La hiérarchie léniniste, forgée, organisée par Vladimir Ilitch lui-même grâce à la création du 20 décembre 1917 de la Tchéka, a dû effectuer en quelques années le labeur de la hiérarchie capitaliste. L’écrasement de l’individu, son décervelage, sa robotisation ont été obtenus par le même élément -en partie mental, en partie magique- qu’aux origines du capitalisme : la déviance spirituelle, idéologique. Cet écart hors de la norme a été brillamment organisé par les juges de l’Inquisition (invention française au XII contre les cathares, amélioré en Espagne). Lénine a réinventé cette organisation (sans vraiment l’améliorer, puisque les inquisiteurs faisaient attendre parfois quelques années avant d’accepter la nomination d’une personne à une charge, voir la vie du poète Góngora au XVI siècle, et que les léninistes mettaient n’importe qui du moment qu’il était au Parti, d’où bien des échecs techniques) avec l’invention du petit bourgeois, soit espion blanc, soit anarchiste, kronstatdien, membre de l’Opposition ouvrière, etc.).

Lénine et ses admirateurs, comme ceux du capitalisme de 2012 achoppent sur le même problème des dissidents, des pestiférés qui dévoilent leurs combines. D’où cette constatation de 1928 : Trotski, Zinoviev, Kamenev et tutti quanti, une fois installés au pouvoir, n’auraient-ils pas appliqué la même politique despotique insensée contre ceux qui n’ont fait qu’ouvrir la bouche ? N’y-a-t’il pas dans la conscience de l’opposition actuelle autant de fautes grandes et petites que celles qu’elles collectionnaient il n’y a pas encore si longtemps ? Si un coup de théâtre de l’histoire faisait que les trotskistes tuent les staliniens du Kremlin et qu’ils prennent le pouvoir, ne reverrait-on pas le même cirque ? La pratique soviétique abandonnerait-elle le favoritisme, la création de laquais, la paperasse, la censure, les emprisonnements et les exécutions ? Tout cela serait comme avant et chacun le sait.
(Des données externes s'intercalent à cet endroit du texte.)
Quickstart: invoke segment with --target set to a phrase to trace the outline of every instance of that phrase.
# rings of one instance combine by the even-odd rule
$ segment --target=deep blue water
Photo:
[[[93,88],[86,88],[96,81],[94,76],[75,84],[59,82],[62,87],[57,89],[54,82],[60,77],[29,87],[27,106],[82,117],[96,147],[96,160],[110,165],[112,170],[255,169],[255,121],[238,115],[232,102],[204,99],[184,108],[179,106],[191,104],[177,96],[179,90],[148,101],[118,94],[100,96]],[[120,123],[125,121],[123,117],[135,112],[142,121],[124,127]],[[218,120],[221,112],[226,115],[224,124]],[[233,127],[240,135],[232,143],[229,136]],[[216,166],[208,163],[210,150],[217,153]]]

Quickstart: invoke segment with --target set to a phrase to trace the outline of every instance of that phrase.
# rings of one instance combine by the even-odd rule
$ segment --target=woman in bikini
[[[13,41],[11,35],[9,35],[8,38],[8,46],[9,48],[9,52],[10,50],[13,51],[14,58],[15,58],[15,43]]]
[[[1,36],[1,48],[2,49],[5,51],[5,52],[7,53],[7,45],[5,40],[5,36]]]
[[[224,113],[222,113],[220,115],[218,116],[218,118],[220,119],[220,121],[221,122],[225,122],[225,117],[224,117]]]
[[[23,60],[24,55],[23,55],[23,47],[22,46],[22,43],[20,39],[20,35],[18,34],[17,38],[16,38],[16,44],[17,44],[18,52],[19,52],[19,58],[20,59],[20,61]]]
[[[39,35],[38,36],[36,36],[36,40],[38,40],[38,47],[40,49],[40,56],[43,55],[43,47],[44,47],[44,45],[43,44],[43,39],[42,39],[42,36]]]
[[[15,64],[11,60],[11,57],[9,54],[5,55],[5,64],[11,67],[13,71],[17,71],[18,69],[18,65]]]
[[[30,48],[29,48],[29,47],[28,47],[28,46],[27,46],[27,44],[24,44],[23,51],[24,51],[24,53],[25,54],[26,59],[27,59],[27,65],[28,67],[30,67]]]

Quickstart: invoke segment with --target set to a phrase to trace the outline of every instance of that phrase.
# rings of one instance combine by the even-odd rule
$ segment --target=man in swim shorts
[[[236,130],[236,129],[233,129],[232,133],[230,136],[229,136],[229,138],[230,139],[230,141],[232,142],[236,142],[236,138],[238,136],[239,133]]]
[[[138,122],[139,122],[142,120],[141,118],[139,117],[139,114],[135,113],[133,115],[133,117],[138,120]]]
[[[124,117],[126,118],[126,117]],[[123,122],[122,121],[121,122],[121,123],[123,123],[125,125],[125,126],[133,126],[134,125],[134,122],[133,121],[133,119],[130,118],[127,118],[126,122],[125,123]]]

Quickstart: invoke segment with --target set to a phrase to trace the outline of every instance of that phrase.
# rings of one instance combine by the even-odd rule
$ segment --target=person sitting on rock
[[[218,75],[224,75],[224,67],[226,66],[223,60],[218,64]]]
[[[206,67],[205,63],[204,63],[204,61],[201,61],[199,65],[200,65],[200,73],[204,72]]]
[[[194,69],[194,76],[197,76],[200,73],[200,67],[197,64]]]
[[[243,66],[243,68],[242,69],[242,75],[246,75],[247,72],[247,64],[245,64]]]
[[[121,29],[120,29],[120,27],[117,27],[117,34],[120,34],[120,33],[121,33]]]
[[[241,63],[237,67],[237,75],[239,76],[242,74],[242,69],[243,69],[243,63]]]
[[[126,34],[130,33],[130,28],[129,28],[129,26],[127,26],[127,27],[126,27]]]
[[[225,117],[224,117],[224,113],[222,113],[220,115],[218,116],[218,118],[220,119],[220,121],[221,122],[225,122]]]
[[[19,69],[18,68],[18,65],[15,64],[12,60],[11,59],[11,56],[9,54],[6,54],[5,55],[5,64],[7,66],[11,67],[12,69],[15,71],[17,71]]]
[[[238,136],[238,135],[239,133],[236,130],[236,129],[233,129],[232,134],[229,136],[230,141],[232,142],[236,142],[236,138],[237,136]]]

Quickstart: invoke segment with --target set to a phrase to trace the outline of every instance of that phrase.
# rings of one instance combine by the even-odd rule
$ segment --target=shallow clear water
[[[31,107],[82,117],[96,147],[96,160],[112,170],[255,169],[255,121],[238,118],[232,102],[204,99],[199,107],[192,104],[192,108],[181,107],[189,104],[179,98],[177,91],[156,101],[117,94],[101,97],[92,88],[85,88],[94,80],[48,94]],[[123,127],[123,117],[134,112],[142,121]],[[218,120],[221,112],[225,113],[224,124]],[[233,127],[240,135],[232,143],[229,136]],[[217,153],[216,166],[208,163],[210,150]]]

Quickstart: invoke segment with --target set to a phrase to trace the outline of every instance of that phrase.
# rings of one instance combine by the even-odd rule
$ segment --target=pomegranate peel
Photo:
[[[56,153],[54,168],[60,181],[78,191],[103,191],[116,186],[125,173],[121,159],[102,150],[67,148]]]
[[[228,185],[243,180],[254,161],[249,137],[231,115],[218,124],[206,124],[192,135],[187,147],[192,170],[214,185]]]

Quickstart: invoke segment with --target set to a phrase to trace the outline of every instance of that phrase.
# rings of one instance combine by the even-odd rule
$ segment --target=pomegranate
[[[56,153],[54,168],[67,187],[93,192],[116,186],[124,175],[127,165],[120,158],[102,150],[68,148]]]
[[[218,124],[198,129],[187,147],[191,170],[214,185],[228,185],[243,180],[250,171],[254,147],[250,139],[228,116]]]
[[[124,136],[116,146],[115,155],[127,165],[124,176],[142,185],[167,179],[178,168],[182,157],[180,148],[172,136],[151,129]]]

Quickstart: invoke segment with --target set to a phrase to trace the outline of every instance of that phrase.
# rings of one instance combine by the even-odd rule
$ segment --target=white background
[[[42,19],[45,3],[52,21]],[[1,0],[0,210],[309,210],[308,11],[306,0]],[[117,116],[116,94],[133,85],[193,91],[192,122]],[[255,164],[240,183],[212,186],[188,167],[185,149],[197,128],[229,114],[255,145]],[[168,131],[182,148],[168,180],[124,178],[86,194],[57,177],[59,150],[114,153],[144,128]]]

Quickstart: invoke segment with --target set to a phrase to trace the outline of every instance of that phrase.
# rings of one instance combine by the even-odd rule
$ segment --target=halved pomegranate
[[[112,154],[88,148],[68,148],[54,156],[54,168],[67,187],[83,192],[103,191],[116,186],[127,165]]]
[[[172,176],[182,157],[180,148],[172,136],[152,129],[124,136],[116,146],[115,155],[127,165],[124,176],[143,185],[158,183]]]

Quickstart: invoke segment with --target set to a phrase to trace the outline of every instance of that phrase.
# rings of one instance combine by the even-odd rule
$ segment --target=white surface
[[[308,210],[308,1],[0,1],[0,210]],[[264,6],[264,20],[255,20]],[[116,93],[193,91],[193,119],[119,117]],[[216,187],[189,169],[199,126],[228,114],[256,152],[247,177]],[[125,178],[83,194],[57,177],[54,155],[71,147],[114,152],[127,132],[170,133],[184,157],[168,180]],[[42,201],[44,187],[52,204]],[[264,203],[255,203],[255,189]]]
La dictature bolchevique vue par les anarchistes dix ans de pouvoir bolchevique, Большевистская диктатура на свете на анахизма (десят лет советской власты, Paris, 1928, 141 p. ; édition de l’organisation des anarcho-communistes russes Delo Truda et de la fédération des groupes anarcho-communistes d’Amérique du nord et du Canada. (http://www.fondation-besnard.org/article.php3%20?id_article=496).

À ce propos, la question évidente à poser, d’autant plus que la citation précédente vient du groupe de Makhno et d’Archinov, si décrié par certains anarchistes comme Max Nettlau, est si les anarchistes ne sont pas capables de « réinventer », comme Lénine et ses camarades, les capitalistes et leurs associés, une « pensée unique » et une chasse aux pestiférés ?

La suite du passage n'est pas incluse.